I’m not using the wheelchair today.
Any day I can walk – maybe “shuffle” is the better word – is a good day. I’ll use the wheelchair when I need it, but I’d much rather walk. If you see me walking, I’m doing well.
I got up out of bed this morning.
Tammy texts me just about every morning to make sure I’m up. She’s not concerned about my oversleeping (although I’ve done my fair share of that since I stopped working). She’s worried I wasn’t able to get out of bed without assistance. As long as I can roll out of bed, I’m doing well.
You’re praying for me.
When I remember you’re praying for me and that prayer has great power, I’m doing well.

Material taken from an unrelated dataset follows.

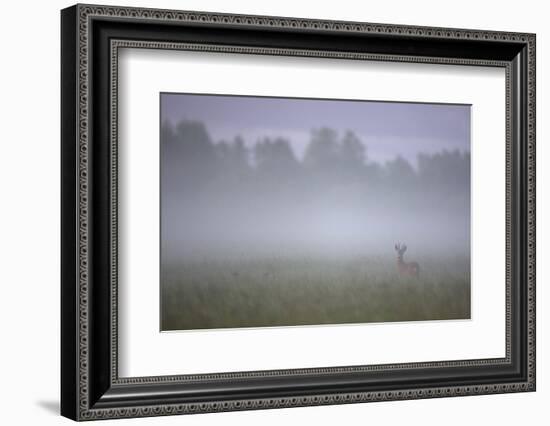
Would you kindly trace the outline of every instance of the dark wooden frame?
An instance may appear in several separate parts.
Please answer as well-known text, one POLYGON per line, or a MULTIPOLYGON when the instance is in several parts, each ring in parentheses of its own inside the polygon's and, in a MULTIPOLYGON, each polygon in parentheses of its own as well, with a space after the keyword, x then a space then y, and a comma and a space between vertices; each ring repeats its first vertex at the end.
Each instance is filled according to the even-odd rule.
POLYGON ((89 420, 535 390, 535 35, 76 5, 61 13, 61 36, 64 416, 89 420), (506 357, 119 378, 121 47, 504 67, 506 357))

I’m able to get out of the house.
I can’t stand sitting at home all the time; I prefer to be on the go. If I’m able to get out of the house, I’m doing well.
I’m able to worship.
I opened this post by mentioning that people often ask me how I’m doing when I walk in the church building. I’m asked the question many places (gym, store, etc.), but more often than not, I’m asked how I’m doing when I’m at worship. Any Lord’s Day I’m able to be among God’s people and worship Him in spirit and in truth, it’s a good day. I’m doing well.
I’m doing better than others.
It doesn’t take long to find others who are doing far worse than I am. When I think about others, I’m doing well.
Just because you don’t think I’m doing well, doesn’t mean that I am not. You see, your “fine” and my “fine” might be light years apart. When I say I’m fine, remember that I know God is walking with me as He has walked with me in the past.